Pre-deploy user-impact fixes: healthz, preview render isolation, cross-origin embeds, upload gate#826
Conversation
GAE serves / as a static file, so production can be fully down (every Express instance crash-looping) while / stays green. /healthz is an Express-routed, unauthenticated uptime-check target that reflects the WASM engine preload via isReady(). It mounts ahead of the request logger and session middleware so constant polling stays cheap and out of the logs. Because initializeServerDependencies() throws before the route mounts, a preload failure surfaces as a non-responding instance, not a 503; the 503 branch is defense-in-depth. Also make a rejected main() log and exit(1) instead of falling into the unhandledRejection logger, which left a zombie process that never bound the port; on GAE that hung instances until the port-bind timeout instead of recycling them with a clear error. This is the in-repo half of issue 693 (the Cloud Monitoring channel/uptime-check/alert setup remains ops-side).

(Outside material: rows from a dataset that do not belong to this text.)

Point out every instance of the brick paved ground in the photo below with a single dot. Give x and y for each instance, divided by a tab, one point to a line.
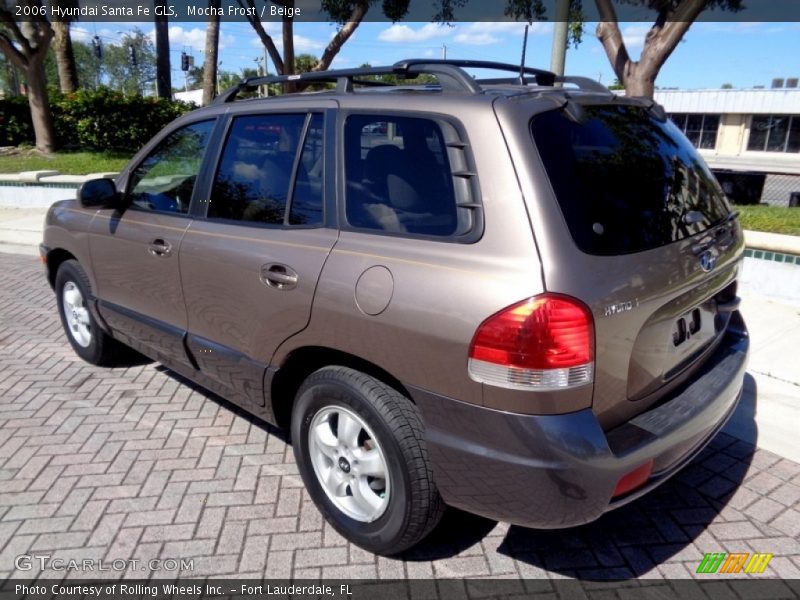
135	463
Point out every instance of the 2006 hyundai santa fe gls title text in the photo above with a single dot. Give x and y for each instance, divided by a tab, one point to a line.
516	296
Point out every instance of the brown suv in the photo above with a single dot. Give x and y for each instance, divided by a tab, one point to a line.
515	295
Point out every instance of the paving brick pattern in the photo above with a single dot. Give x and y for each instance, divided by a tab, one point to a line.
136	463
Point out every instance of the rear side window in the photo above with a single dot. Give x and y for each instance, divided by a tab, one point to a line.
398	177
164	180
261	180
625	180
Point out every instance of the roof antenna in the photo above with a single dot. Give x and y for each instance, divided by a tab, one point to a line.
522	60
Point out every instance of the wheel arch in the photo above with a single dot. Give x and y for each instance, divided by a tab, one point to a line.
301	362
55	258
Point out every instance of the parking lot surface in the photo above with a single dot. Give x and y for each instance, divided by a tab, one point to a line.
137	463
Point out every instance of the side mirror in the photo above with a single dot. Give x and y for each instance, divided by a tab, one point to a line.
99	193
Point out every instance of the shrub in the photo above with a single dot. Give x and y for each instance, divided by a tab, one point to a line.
96	120
15	122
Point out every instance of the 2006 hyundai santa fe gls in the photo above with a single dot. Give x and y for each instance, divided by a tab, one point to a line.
516	296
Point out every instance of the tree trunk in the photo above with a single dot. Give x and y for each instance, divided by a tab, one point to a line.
344	33
65	58
288	52
639	77
638	82
163	73
211	54
40	106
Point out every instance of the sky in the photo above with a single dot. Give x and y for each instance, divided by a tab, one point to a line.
711	54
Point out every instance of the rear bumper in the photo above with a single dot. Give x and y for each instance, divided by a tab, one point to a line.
558	471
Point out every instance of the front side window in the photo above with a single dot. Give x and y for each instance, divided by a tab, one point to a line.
164	180
398	177
258	166
774	133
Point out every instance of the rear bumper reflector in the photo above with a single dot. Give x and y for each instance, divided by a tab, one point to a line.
517	378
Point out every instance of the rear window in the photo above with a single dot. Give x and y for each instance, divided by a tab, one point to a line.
625	180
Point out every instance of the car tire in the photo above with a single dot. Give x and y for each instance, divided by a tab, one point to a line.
89	341
348	429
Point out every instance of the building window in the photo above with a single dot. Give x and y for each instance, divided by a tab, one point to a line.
700	129
774	133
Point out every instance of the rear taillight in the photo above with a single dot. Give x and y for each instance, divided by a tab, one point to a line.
543	343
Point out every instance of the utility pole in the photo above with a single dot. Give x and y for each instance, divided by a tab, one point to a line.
558	57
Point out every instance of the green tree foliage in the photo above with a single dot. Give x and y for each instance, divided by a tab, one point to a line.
89	68
121	74
102	119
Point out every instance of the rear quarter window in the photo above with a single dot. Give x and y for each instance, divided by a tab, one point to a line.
625	180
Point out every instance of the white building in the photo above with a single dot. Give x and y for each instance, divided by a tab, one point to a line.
750	138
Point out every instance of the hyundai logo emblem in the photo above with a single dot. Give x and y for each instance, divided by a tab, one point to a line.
707	261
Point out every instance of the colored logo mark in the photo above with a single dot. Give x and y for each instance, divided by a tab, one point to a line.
744	562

…dline Preview PNG rendering ran the whole protobuf->SVG->PNG pipeline synchronously on the Express event loop through the process-wide WASM DirectBackend, so one slow or pathological model stalled every concurrently-multiplexed request on the instance (GAE allows 100) -- a regression from the 2022 per-request worker_threads design. Restore that isolation: each render runs in its own worker thread with its own WASM instance, behind a 2-slot FIFO limiter, under a 10s total wall-clock budget that includes queue wait (a request whose deadline lapses while queued rejects without spawning a doomed worker). A WASM panic or OOM now kills a disposable thread, not the server. Failures stay per-request: the preview route's existing 500 path is unchanged. Cap automatic_scaling at 8 instances in app.yaml so a render storm or crash loop cannot fan out cost without bound, and make validate-app-prod-config.mjs refuse to deploy if the operator-local .app.prod.yaml lacks max_instances. verify-deploy-build.sh and the staged-deploy verify step now assert lib/render-worker.js ships, because a build that dropped it would 500 every preview while looking healthy. Addresses the isolation, timeout, and instance-cap facets of issue 694; a model-complexity cap below the 10 MB body limit remains open there.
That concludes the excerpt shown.